TOKYO -- After a deadly earthquake struck northwestern Japan last week, the nation was stunned when a nuclear power plant near the earthquake's center sustained widespread damage, including minor radiation leaks, pipe ruptures, flooding, and a fire that belched black smoke for more than an hour on live television.
But perhaps the most startling discovery came in the days that followed, when scientists used data from the magnitude-6.8 earthquake to conclude that the builders of the Kashiwazaki-Kariwa plant, the world's largest by electrical output, may have unknowingly constructed it directly on top of an active seismic fault.
"Not finding the fault was a miss on our part," said Toshiaki Sakai, who heads the engineering group in charge of Tokyo Electric's nuclear plants. "But it was not a fatal miss, by any means."
The earthquake, which killed 11 people and destroyed hundreds of homes in the nearby city of Kashiwazaki, has raised questions about the safety of Japan's nuclear plants.
The plants in this earthquake-prone nation are supposed to be nearly quake-proof, built to withstand powerful temblors. Tokyo Electric Power, the plant's operator, said the tremors last week were more than twice as strong as the plant's design limits. So the plant's vulnerability to damage has distressed many Japanese.
Nuclear specialists applaud the fact that all four of the Kashiwazaki plant's seven reactors that were operating when the earthquake struck were safely shut down, despite the unexpected strength of the tremors. But Tokyo Electric's failure to predict the possible size of the tremors that could strike the area and to detect the fault line have left many wondering whether regulators and plant operators could also have underestimated the potential for devastating earthquakes at Japan's 48 other nuclear reactors.
Yesterday, the Ministry of Economy, Trade and Industry, which oversees energy-related policy, said it would create an independent panel to investigate the damage at the Kashiwazaki plant, in Niigata prefecture.

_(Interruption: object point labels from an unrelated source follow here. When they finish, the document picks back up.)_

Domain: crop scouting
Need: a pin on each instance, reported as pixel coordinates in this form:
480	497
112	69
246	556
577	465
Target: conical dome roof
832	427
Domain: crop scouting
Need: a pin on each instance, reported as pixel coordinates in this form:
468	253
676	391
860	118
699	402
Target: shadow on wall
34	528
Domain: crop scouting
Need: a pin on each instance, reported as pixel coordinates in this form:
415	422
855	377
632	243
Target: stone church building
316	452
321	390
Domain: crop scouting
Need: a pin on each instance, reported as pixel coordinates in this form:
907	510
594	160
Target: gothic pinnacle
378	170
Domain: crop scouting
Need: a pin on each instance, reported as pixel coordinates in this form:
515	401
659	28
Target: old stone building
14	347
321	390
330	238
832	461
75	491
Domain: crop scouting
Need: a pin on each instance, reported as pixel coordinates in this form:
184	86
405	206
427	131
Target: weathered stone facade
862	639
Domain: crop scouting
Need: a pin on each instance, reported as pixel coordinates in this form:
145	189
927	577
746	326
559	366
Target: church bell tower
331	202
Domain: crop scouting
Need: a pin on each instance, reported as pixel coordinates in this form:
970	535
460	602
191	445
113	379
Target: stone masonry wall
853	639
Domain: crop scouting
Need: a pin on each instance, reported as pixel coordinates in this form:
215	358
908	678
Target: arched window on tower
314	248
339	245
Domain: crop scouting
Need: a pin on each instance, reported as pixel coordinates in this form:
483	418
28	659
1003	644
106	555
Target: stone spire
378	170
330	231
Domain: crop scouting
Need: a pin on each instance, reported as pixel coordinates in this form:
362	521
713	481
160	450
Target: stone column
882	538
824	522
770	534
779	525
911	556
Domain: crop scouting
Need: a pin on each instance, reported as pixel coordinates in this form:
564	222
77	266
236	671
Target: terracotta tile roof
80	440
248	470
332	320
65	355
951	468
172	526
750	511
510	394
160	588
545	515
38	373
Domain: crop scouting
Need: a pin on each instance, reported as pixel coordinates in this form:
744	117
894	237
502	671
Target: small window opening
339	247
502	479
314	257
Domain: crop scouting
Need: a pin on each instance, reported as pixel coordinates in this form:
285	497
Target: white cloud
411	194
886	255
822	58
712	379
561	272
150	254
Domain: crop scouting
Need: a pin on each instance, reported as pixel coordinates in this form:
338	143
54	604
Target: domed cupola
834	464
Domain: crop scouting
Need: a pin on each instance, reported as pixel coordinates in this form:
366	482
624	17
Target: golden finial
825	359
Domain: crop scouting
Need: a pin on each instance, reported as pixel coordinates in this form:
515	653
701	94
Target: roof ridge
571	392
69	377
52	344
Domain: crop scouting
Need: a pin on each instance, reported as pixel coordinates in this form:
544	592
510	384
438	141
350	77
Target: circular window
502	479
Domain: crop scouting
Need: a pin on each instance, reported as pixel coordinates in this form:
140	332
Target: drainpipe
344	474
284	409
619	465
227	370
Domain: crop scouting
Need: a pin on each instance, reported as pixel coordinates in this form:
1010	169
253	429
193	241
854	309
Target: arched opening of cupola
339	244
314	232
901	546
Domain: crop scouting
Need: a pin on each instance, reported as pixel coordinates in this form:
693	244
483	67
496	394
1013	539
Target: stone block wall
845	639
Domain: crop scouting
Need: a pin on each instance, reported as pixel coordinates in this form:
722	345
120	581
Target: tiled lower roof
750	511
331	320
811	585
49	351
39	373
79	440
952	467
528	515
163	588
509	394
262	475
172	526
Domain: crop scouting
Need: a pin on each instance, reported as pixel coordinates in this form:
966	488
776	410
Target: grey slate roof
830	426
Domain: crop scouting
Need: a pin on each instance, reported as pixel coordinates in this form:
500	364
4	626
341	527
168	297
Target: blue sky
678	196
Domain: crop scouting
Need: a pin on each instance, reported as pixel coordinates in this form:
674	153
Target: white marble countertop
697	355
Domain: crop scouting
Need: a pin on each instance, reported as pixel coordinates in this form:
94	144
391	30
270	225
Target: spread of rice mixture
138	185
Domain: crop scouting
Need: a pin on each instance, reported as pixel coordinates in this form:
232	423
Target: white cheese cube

The discovery of the fault line below the Kashiwazaki plant has attracted intense media attention in Japan, partly because it echoes problems that have plagued nuclear plants in the country. There have been lawsuits seeking the closure of at least four other plants because of nearby fault lines, including a plant in the western town of Shika, where a large fault was discovered in 2005, just before the plant's completion.